Bartlett then went into mining in the area, locating deposits of iron and opening mines near Hartville. He operated a store in Hartville. He and his sons also operated limestone quarries. Bartlett brought attention to signs of primitive mining in the area, initially attributed to the Spanish but now thought to be the work of ancient Native Americans.

Bartlett served in the Wyoming Territorial House of Representatives representing Laramie County in 1882. He was a Republican candidate for Laramie County commissioner in 1888. In 1891 Bartlett was selected as chief clerk of the House. In 1900 he was serving on the national committee of a faction of the Populist Party. He ran unsuccessfully for the state House as a Democrat in 1902.

From 1906 to 1908 Bartlett was the managing editor of the Cheyenne Leader newspaper. In 1918 Bartlett was the editor of the first volume of a "History of Wyoming".

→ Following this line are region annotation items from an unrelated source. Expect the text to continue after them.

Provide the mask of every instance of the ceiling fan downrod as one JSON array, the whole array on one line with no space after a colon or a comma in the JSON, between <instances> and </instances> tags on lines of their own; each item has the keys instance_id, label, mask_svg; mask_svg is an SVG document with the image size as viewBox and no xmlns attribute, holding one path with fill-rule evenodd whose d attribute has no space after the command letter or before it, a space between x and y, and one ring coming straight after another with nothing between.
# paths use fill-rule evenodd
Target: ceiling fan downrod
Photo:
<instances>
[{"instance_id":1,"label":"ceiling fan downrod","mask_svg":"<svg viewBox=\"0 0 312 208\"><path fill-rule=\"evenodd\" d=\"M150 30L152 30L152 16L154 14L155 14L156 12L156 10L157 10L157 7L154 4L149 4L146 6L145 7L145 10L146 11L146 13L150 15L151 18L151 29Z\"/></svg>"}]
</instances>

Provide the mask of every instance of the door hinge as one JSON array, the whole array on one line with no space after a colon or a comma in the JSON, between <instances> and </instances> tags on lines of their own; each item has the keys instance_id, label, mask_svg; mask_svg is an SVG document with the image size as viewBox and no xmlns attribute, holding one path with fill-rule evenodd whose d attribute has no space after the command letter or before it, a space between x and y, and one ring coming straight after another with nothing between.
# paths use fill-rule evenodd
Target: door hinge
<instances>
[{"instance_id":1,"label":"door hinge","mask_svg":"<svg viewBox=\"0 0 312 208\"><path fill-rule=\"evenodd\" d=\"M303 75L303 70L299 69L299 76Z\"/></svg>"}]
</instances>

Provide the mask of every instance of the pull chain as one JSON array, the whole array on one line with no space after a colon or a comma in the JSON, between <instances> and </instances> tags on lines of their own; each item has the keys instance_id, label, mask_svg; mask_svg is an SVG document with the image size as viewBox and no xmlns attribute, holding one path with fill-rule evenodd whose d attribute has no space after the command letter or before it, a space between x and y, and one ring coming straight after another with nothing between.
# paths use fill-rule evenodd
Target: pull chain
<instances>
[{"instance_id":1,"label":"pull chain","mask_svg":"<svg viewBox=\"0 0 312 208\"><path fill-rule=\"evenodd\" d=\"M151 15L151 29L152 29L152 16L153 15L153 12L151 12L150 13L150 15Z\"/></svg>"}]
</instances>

Bartlett was also involved with the American Humane Society, serving as state chairman in 1915.

==Family==
Bartlett was probably a descendant of Founding Father Josiah Bartlett (1729–1795).

Bartlett married Mary Submit Clark (born 1840) in 1868; she died on December 2 of the same year. In 1871 he married Mary Jane Eastman (1847–1918), daughter of abolitionist newspaper editor Zebina Eastman (1815–1883). They had at least four children: Edna Sargent Bartlett (1872–1948), Sidney Bartlett (1874–1947), Albert Babbitt Bartlett (1885–1980), and William Bartlett.

Mrs. Bartlett was nominated for U. S. Senate by the Populist members of the Wyoming legislature during the 1893 legislative session and received five votes on a number of ballots; this was the first time a woman had been nominated for the Senate by a party caucus and received votes.